Cognitive errors due to such biases or dispositions often underlie delayed or missed diagnoses, a frequent cause of medical error. The increasing use of clinical decision rules, as well as other aids that reduce uncertainty and cognitive load, for example, computerized clinical decision support, will improve certain aspects of clinical decisionmaking. However, flesh-and-blood clinical decisionmaking will remain, and there will always be a place for intuition and clinical acumen. Instructing physicians in training about typical errors and how to avoid them, so-called de-biasing, may improve their decisions while waiting for the better judgment that comes from experience.
Coben, J.H. (2002, November). "Measuring the quality of hospital-based domestic violence programs." Academic Emergency Medicine 9(11), pp. 1176-1183.
Emergency medicine has been at the forefront of many health care initiatives to treat the growing number of victims of domestic violence. Prior research shows that domestic violence victims have perceived health care providers as uncaring and uninterested in their problem. Providers have also reported discomfort with the topic of domestic violence, inadequate training on the topic, and little knowledge of community resources. This author developed a consensus among a panel of 18 experts, including domestic violence researchers, program planners, and advocates, on measures useful for evaluating the quality of hospital-based domestic violence programs. Following several rounds of scoring on the usefulness of various measures for evaluating hospital-based domestic violence programs, the experts agreed on a total of 37 measures.
These measures fell within nine different domains of domestic violence program activities: policies and procedures, hospital physical environment, hospital cultural environment, training of providers, screening and safety assessment, documentation, intervention services, evaluation activities, and collaboration with local programs. For example, hospital performance would be rated highly if a hospital had written policies on domestic violence, a domestic violence task force, a standardized screening instrument, good collaboration with local domestic violence programs, an intervention checklist for staff use when victims are identified, available inpatient beds for victims who cannot go home or cannot get to a shelter, transportation for victims if needed, routine psychological assessments performed within the context of the program, followup victim contact and counseling, on-site legal counseling, and services for children of victims.

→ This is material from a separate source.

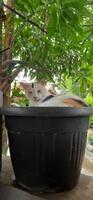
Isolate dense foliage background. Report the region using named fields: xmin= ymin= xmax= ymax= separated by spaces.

The measures also evaluated a hospital program's preventive outreach and public education activities; qualifications of the domestic violence coordinator; availability of forensic photography; coordination with local police/prosecutor; staff and administration knowledge and attitudes about domestic violence as a health care issue; and client satisfaction and community feedback on the program. These performance measures require refinement but should aid hospital efforts to implement domestic violence programs, monitor progress, and improve quality.